Abu Dhabi-listed petrochemical company Borouge said net profit nearly halved in the first quarter of 2026, as logistics challenges hit revenues in March.
The bottom line declined to $156 million in the January-March quarter, down 45 percent from a year earlier.
Revenue dropped 17 percent to $1.2 billion, despite the company’s use of alternative distribution routes in response to the blockade of the Strait of Hormuz.
Higher logistics and freight costs were absorbed into its pricing strategy, the company said in a filing to the Abu Dhabi Securities Exchange on Thursday.
First-quarter production reached 98 percent of capacity, at 1.21 million tonnes.

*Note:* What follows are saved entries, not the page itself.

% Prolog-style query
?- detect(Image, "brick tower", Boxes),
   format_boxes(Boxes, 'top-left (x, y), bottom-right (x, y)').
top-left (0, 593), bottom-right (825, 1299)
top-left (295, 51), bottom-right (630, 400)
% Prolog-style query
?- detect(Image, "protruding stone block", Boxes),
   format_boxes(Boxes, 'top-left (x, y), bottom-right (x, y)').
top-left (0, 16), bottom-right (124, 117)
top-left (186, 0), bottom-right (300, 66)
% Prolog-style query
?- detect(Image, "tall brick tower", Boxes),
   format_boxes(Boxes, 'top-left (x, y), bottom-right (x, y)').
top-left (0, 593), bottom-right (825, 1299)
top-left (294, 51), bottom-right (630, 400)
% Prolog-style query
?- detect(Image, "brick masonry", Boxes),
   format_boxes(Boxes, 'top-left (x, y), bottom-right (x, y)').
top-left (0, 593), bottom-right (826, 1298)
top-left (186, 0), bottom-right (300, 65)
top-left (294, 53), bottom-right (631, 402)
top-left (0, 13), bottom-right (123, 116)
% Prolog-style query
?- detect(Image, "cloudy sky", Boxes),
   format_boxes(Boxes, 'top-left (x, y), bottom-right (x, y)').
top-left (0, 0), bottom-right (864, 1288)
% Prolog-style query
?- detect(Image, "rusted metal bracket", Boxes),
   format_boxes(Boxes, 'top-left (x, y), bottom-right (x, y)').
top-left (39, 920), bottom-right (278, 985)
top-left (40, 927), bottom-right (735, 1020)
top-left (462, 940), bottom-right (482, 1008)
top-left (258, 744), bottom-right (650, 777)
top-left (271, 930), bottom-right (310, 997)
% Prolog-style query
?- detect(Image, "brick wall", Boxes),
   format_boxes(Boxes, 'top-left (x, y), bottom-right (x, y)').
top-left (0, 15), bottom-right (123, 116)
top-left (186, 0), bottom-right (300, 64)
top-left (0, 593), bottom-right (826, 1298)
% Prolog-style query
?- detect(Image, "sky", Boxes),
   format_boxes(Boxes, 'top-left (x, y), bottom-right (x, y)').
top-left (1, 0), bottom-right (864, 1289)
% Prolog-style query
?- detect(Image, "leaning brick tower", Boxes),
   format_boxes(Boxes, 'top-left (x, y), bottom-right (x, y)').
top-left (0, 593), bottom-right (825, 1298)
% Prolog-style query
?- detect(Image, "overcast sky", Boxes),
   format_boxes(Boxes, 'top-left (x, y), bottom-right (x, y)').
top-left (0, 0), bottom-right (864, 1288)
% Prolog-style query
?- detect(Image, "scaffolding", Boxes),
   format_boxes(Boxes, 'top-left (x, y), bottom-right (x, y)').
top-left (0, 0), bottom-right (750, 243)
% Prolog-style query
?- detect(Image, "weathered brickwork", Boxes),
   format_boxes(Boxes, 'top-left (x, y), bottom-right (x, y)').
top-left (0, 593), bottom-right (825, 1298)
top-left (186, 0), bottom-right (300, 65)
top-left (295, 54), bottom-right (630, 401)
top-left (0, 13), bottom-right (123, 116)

Polyolefin prices rose 62 percent in March, driven by a global supply shortage and are expected to have stayed high in April, supporting the full-year outlook.
In April, Borouge’s production facilities at the Ruwais Industrial Area were damaged during the conflict.
Following initial repairs to some lines and a phased restart of the plant, most production units are available and utilisation is ramping up, the statement said.
Moreover, inventory from unsold production in March is being sold into a higher-price environment in the second quarter.
Borouge’s shares were trading 0.8 percent lower at AED2.51 on Thursday and are down 5 percent since the start of the year.
Borouge Group International (BGI) owns 90 percent of Borouge, according to ADX data.
BGI is a $60 billion venture formed through the combination of Borouge, Europe’s Borealis and Canada’s Nova Chemicals.